Powered flight among large living things has been around for hundreds of millions of years. Dinosaurs, and their relatives the pterosaurs, figured out how to take to the skies long before their avian descendants today did. Now, a new species of dinosaur is shedding some light on the evolutionary path that lofted reptiles skyward.
The fossil, discovered in Liaoning Province in China and named Ambopteryx longibrachium, is actually notable for the fact that it seems to be an altogether different experiment in flight than the one that led to birds today. Instead of the feathery wings that give birds lift, this dinosaur, dated to 163 million years ago, had a wing structure that looked much more like a bat’s.
Like birds, bats rely on elongated forearm and finger bones to support their wings. Bats, however, use a thin, fleshy membrane called a patagium to provide lift, in place of feathers. This adaptation has served bats well for millions of years, but it appears that their unique take on flight wasn’t necessarily new.
A. longibrachium, as well another related dinosaur, Yi qi, have arm bones that look quite similar to those of a bats, and their fossils show evidence for a patagium-like membrane. Additionally, both species had a special wrist bone, called a styliform element, that pointed backwards from the wrist and helped to support the wing membrane.
Both species are part of the scansoriopterygids, a family of small, feathered theropod dinosaurs that likely lived in the trees. The styliform element and patagium were unique adaptations among theropods, they say, shared only with Y. qi, and probably allowed the dinosaurs to glide from trees like flying squirrels.
Dinos in the Sky
Theropod dinosaurs, the large group that includes the scansoriopterygids as well as more notable species like Tyrannosaurus rex, also include the lineage that would one day become birds. Those avian dinosaurs evolved the ability to fly entirely separately, however. With this latest find, it’s likely that theropod dinosaurs found the path to flight on two separate occasions.
Another group of ancient fliers, the pterosaurs, had a similar wing structure, but that group of reptiles diverged long before A. longibrachium appeared, and aren’t even considered dinosaurs.
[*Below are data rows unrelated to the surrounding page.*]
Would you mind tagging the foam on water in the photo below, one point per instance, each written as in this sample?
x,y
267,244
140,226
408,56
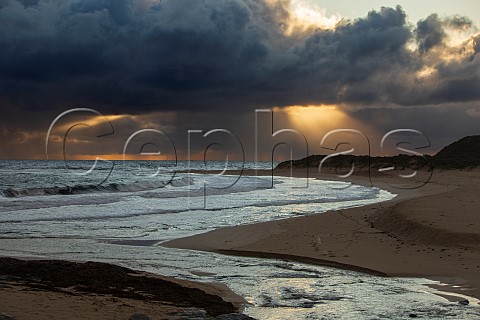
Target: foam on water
x,y
135,207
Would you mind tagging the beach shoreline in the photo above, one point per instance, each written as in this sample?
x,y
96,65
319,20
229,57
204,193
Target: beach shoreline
x,y
428,232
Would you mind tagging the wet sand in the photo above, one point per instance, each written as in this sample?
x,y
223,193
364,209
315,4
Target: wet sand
x,y
430,232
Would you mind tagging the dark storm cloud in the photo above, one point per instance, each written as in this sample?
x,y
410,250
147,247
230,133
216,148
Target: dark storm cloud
x,y
137,56
430,33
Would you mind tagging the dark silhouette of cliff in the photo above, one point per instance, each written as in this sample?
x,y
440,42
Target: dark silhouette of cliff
x,y
462,154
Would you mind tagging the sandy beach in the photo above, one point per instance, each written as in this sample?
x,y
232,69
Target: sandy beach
x,y
430,232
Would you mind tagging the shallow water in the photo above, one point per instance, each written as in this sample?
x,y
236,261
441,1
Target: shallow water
x,y
86,225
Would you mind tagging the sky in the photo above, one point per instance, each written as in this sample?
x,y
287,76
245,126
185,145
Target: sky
x,y
151,79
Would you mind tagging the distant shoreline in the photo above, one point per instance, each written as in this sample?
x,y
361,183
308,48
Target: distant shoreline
x,y
429,239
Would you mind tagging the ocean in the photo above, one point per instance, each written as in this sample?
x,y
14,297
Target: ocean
x,y
118,212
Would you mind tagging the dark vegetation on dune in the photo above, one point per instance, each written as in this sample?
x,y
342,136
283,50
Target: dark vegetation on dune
x,y
462,154
106,279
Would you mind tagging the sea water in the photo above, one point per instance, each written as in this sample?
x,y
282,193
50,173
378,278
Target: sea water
x,y
81,210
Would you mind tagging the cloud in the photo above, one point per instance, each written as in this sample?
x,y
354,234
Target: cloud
x,y
139,56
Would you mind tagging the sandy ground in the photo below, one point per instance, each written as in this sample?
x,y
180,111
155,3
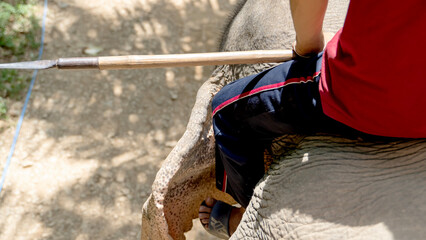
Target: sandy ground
x,y
92,141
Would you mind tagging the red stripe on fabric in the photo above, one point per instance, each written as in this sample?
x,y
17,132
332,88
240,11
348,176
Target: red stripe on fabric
x,y
225,181
265,88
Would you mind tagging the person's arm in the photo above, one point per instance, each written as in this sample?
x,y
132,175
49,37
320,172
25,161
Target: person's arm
x,y
308,16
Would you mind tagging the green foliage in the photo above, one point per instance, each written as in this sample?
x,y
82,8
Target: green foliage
x,y
3,108
18,28
18,34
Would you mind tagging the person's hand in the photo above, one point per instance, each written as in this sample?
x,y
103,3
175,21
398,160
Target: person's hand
x,y
308,49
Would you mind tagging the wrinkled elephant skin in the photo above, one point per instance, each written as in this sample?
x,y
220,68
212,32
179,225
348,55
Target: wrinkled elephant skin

This means that these kinds of bat-like wings evolved in A. longibrachium entirely on their own, an altogether separate experiment in flight.
The fossil also gives some indication of what A. longibrachium ate. Gastroliths, stones that helped grind food into digestible bits, were found along with the fossil, as well as what appear to be bones in the dinosaur’s stomach. The theropods were likely omnivores, the researchers say.